Même lorsque la solidarité humaine authentique de l’Occident s’exprime à juste titre avec l’Ukraine, nous ne pouvons ignorer son contexte raciste et son parti pris européocentrique. La solidarité massive de l’Occident est réservée à quiconque est prêt à rejoindre son bloc et sa sphère d’influence. Cette empathie officielle n’est nulle part présente lorsque des violences similaires, et pires encore, sont dirigées contre des non-Européens, en général, et contre les Palestiniens, en particulier.
En tant que personnes consciencieuses, nous pouvons naviguer entre nos réponses aux calamités et notre responsabilité de signaler l’hypocrisie qui, à bien des égards, a ouvert la voie à de telles catastrophes.
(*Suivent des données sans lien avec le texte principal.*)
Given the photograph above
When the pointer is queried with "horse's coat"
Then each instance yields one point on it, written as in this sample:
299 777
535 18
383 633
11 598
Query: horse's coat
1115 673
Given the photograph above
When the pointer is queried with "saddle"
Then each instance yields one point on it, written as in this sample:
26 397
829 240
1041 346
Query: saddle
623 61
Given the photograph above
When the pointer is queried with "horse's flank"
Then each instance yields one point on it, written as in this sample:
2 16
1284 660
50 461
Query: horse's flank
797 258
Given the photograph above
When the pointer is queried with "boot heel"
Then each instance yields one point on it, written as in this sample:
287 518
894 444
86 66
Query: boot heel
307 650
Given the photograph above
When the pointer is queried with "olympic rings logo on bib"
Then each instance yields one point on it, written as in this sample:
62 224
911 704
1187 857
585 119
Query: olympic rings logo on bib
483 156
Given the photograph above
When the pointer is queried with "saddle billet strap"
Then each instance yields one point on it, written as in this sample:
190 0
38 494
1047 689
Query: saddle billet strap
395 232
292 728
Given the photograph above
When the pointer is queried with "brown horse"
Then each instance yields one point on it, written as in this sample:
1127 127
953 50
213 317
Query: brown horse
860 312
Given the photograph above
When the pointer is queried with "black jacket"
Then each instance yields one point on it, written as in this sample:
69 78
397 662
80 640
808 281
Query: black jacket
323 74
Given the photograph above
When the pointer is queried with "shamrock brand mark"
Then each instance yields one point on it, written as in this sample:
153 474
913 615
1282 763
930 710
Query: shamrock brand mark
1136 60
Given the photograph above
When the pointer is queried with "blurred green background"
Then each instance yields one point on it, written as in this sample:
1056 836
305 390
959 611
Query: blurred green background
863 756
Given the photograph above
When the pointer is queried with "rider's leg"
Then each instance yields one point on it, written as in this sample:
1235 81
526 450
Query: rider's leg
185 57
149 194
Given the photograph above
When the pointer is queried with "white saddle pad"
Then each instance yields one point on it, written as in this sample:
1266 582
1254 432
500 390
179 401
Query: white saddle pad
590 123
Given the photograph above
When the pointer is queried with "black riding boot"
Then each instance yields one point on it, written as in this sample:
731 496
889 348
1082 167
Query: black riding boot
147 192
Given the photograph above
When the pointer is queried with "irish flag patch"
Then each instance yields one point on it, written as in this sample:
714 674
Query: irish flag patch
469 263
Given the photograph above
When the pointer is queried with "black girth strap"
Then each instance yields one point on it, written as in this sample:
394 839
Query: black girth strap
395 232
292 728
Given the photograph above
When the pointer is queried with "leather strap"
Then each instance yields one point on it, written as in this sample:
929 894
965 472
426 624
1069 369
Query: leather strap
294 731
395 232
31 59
Légitimer au niveau international l’invasion de pays souverains et autoriser la poursuite de la colonisation et de l’oppression d’autres pays, comme la Palestine et son peuple, conduira à l’avenir, et partout sur notre planète, à d’autres tragédies, comme celle de l’Ukraine.
Ilan Pappe
Ilan Pappe est professeur à l’université d’Exeter. Il était auparavant maître de conférences en sciences politiques à l’université de Haïfa. Il est l’auteur de The Ethnic Cleansing of Palestine, The Modern Middle East, A History of Modern Palestine : One Land, Two Peoples, Ten Myths about Israel.